We have official even-strength performances available from NHL.com since 1998-99, and one of the things I have been tinkering with is estimating even-strength save percentages for prior years based on goalie overall save percentages and special team statistics like power plays against and power play goals against.
I compiled the even-strength numbers for the consensus top 5 goalies of the official save percentage era (Roy, Hasek, Brodeur, Belfour, Joseph), and filled them out by estimating their even-strength records for the remaining years of their careers. I'm still working on getting the best fit, so these numbers will be further refined, but I believe they give a good approximation. Once again, what many people see as a "Top 3 and Lesser 2" is more probably a "Top 2 and Lesser 3", perhaps even a "1-1-3" ranking:
Dominik Hasek: .935 even-strength sv%, .914 league average, +.021
Patrick Roy: .921 even-strength sv%, .906 league average, +.015
Martin Brodeur: .922 even-strength sv%, .916 league average, +.006
Curtis Joseph: .917 even-strength sv%, .911 league average, +.006
Ed Belfour: .916 even-strength sv%, .911 league average, +.005
I also thought it would be interesting to post a breakdown of seasons by "poor", "average", "good", and "great". I defined poor as a save percentage of below 99.5% of league average, an average season as from 99.5% - 100.5% of league average, good as 100.5% - 101.5% of league average, and great above 101.5% of league average.
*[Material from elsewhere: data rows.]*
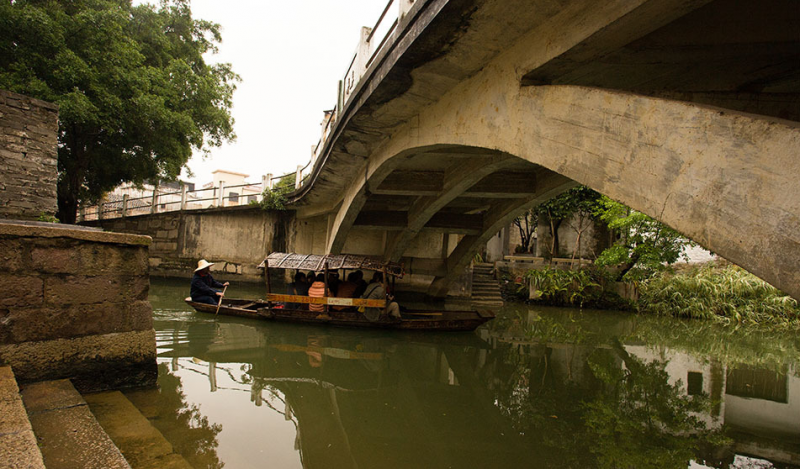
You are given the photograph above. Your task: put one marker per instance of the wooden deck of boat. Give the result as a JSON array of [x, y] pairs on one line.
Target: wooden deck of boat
[[411, 320]]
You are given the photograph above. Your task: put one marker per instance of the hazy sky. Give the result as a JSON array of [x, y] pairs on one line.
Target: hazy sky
[[290, 55]]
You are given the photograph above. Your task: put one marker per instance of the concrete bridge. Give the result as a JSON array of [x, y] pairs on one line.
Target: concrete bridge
[[474, 110]]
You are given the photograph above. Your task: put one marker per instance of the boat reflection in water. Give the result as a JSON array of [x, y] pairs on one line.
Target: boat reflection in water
[[535, 388]]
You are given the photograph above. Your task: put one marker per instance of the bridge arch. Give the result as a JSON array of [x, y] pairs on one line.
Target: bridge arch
[[725, 179]]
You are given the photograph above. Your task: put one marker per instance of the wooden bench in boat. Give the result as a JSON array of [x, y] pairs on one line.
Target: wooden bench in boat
[[326, 300]]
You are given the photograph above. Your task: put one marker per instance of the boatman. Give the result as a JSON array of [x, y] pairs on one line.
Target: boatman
[[204, 286]]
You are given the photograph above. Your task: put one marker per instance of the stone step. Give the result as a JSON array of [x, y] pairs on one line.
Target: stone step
[[67, 432], [18, 446], [142, 444], [488, 303]]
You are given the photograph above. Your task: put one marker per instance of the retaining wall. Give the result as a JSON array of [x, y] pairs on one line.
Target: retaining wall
[[28, 158], [236, 239], [75, 305]]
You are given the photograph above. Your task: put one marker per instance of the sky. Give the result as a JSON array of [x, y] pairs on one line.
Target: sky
[[290, 56]]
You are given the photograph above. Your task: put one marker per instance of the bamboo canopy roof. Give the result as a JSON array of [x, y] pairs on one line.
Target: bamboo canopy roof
[[316, 262]]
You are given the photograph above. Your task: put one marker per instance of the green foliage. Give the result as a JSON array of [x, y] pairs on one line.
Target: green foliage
[[47, 218], [275, 198], [135, 94], [526, 225], [562, 287], [579, 200], [645, 246], [729, 295], [641, 420]]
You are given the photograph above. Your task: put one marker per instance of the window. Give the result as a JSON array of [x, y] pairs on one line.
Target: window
[[694, 382]]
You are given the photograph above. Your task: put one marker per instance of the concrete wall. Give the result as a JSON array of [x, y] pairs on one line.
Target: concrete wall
[[75, 305], [28, 133], [235, 239]]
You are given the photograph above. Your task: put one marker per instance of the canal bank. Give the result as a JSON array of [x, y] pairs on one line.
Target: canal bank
[[533, 388]]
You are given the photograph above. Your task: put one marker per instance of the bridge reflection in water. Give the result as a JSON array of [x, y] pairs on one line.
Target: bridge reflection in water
[[537, 388]]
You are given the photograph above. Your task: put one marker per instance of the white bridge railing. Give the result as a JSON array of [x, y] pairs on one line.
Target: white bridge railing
[[371, 43]]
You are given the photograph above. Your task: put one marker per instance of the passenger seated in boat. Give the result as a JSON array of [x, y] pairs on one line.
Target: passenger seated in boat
[[376, 291], [347, 289], [299, 287], [204, 286], [361, 284], [317, 290], [333, 282]]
Here is how each goalie ended up doing in each season they faced at least 500 shots against:
Hasek: 0 bad, 0 average, 5 good, 8 great
Roy: 1 bad, 1 average, 6 good, 10 great
Brodeur: 0 bad, 7 average, 6 good, 2 great
Joseph: 3 bad, 7 average, 3 good, 3 great
Belfour: 3 bad, 6 average, 6 good, 2 great
There is a consistency argument that can be made for Brodeur over Belfour and Joseph, although some of the bad seasons for the latter two guys were late-career seasons when they were clearly on the decline. Belfour also had one average season effectively spiked by getting traded to the expansion-era San Jose Sharks, who were a legitimate shot quality outlier. In addition, Brodeur almost always tended to play more minutes than the other guys did, so as such we would expect his numbers to less affected by random variations.
If we further restrict it to seasons where the goalies faced at least 1000 shots against, and were between the ages of 21 and 36 (to match Brodeur's career so far), we get the following:
That shows much less of a difference between the bottom three guys, particularly for Joseph who really had his game desert him in his later years.
I still find it hard to see a significant difference between Brodeur and Belfour. There's not much between them other than in the games played column, and one could argue that Belfour closes some of that gap with superior playoff results. Over a 20 year career Brodeur likely gives a team more total value, but if you had to choose one of them to play a key game for you it's pretty much a tossup.
There was also probably little to no difference between Brodeur and Joseph in terms of stopping the puck, once you put the two of them on a level playing field. Joseph didn't age gracefully, but at his peak he was probably better than Brodeur at making the first save. When taking everything into consideration, however, Brodeur has much better non-save skills and that breaks the tie.
In an all-time perspective, if one was to rate goalies based on how they actually played, not based on how well their teams did or how good sportswriters thought they were, then Brodeur should be ranked much closer to Belfour and Joseph than to Hasek or Roy. As I've said many times before, I believe it's a mistake to rank Brodeur up with the latter two, as both of them had 6-7 years of prime seasons at a level well above anything Brodeur ever reached.
I hope to post some more numbers for other goalies when I get a chance. I did manage to run the numbers for Roberto Luongo, since he has done well in similar performance measures. I know it doesn't matter anymore now that he let in 7 goals in one playoff game, thereby rendering all previous results obsolete, but Luongo has a career .929 even-strength save percentage, compared to a league average of .918, for a +.011 difference, with 5 good seasons and 3 great seasons. That puts him on a trajectory to end up somewhere around the Belfour/Brodeur/Joseph range or even a bit above, keeping in mind that Belfour and Brodeur close the gap some when you factor in their apparent shot prevention effects.